Sheybani stressed that Iran would support Syria if it is attacked by Israel. "There should be no doubt on this issue: If Syria is harmed, even in the slightest way, we will respond with force. This, on the basis of the joint defense agreement in effect between the two countries and already signed by the two ministers of defense," he said.
Sheybani added that he thought "Israel did not have the ability to deal with Iran's capabilities."
The Iranian news agency Fars, closely associated with Iranian President Mahmoud Ahmadinejad, published parts of the interview, and reported that Sheybani denied that his country was transferring arms to Hizbullah, but said that the organization has been busy heavily arming itself since the IDF's withdrawal from Lebanon.
"There are those who ask whether Hizbullah's military ability compares with that of Israel. Our answer is that the Hizbullah model of 2006 is very different to the Hizbullah model of 1996," Sheybani said.
However, he denied that Iran armed the organization, and hinted that the organization could be using weapons left behind by Israel in Lebanon.

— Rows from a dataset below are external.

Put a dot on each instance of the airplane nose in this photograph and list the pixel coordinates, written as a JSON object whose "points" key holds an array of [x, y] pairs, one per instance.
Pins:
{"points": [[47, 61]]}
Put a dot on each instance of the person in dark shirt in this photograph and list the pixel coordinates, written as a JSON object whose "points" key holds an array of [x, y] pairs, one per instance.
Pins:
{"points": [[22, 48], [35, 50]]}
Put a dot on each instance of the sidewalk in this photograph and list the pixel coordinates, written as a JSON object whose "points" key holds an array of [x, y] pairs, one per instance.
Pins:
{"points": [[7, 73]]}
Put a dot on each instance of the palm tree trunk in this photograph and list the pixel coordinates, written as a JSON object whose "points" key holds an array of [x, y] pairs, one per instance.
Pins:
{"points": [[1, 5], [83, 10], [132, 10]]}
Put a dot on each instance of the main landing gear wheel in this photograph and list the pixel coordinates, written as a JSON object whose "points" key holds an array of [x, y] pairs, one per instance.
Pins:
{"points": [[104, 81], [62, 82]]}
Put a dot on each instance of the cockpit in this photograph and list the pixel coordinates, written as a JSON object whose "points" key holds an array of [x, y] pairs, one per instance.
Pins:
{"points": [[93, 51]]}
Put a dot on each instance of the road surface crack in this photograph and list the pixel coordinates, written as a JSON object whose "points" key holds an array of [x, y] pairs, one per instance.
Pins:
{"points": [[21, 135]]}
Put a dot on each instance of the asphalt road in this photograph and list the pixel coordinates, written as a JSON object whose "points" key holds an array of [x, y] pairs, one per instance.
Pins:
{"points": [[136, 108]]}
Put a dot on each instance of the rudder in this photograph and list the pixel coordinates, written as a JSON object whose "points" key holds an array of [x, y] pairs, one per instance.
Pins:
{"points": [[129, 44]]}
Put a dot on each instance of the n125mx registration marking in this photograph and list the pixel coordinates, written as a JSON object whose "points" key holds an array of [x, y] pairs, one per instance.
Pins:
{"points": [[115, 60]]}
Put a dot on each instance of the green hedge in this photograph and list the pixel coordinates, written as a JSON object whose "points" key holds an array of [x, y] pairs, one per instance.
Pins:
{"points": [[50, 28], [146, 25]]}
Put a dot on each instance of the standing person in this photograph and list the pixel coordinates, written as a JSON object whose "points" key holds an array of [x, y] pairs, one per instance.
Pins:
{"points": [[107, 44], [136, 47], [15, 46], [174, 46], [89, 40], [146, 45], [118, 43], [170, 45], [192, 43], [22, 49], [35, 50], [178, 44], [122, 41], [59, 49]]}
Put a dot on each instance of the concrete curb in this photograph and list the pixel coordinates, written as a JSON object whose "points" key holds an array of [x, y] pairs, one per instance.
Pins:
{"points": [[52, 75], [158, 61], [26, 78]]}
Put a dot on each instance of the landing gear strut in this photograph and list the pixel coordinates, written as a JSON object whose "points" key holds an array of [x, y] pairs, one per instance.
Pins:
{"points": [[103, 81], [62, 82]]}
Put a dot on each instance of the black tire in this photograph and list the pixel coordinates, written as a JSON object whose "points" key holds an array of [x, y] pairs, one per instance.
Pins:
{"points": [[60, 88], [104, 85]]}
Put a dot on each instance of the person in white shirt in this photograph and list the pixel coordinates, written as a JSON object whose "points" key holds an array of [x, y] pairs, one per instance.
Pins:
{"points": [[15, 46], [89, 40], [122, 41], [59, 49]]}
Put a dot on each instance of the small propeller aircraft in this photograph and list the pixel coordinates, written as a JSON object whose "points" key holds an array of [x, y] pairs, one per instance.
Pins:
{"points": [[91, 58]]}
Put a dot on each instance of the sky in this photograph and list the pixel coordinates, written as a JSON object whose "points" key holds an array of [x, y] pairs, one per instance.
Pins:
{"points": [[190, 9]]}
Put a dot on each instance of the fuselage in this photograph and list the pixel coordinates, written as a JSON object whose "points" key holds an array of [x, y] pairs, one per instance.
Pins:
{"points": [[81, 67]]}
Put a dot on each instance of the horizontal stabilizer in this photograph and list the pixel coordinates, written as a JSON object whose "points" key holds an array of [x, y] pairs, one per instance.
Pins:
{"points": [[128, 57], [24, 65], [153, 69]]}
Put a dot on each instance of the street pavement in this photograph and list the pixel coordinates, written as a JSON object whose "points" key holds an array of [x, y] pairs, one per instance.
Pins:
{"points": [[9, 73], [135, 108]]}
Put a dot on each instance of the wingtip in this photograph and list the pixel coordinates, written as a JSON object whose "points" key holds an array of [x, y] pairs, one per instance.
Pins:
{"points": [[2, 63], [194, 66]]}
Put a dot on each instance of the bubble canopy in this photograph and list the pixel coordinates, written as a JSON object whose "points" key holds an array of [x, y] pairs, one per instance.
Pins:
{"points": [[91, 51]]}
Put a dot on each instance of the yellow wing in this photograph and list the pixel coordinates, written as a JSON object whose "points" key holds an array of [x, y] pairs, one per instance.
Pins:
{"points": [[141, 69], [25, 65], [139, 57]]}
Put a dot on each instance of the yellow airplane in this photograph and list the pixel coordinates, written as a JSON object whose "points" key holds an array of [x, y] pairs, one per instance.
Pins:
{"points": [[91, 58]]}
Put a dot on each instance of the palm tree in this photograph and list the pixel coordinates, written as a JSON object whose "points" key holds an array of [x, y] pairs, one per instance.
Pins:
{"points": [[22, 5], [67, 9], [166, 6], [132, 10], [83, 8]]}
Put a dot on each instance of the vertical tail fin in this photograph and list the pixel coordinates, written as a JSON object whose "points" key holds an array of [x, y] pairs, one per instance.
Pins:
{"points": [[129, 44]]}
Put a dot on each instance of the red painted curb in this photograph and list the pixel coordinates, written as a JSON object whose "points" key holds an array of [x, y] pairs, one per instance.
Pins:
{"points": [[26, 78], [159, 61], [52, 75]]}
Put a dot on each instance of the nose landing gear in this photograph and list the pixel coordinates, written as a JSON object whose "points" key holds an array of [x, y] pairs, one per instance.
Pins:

"After the withdrawal of Israel in 2000, a lot of weapons arrived in the hands of Hizbullah. And therefore there is the possibility that the sound of the missiles exploding in Haifa are known to Israelis: These missiles were left there from 2000," he claimed.
'Beginning of the end of Israel'
Addressing the possibility that the IDF may conquer parts of Lebanon, Sheybani said: "In this war there is the chance that Israel could enter Lebanese soil and hold parts of it – that's certainly a possibility. But the problem is that if someone enters it's not sure he will be allowed to leave," the ambassador said.
Sheybani repeated the claim of the Hizbullah Chief Hassan Nasrallah according to which no Hizbullah member was killed in IDF attacks, and added that there nothing to be happy about in reports of the IDF battle in Maroun al-Ras.
Sheybani's comments came a day after Hizbullah representative in Iran, Hussein Sif al-Din, threatened that his organization planned to increase its attacks in Israel, until "no place in Israel will be safe."
At a conference in Tehran, attended also by Hamas and Palestinian Authority representatives, al-Din threatened that "this war will be remembered as the beginning of the end of Israel."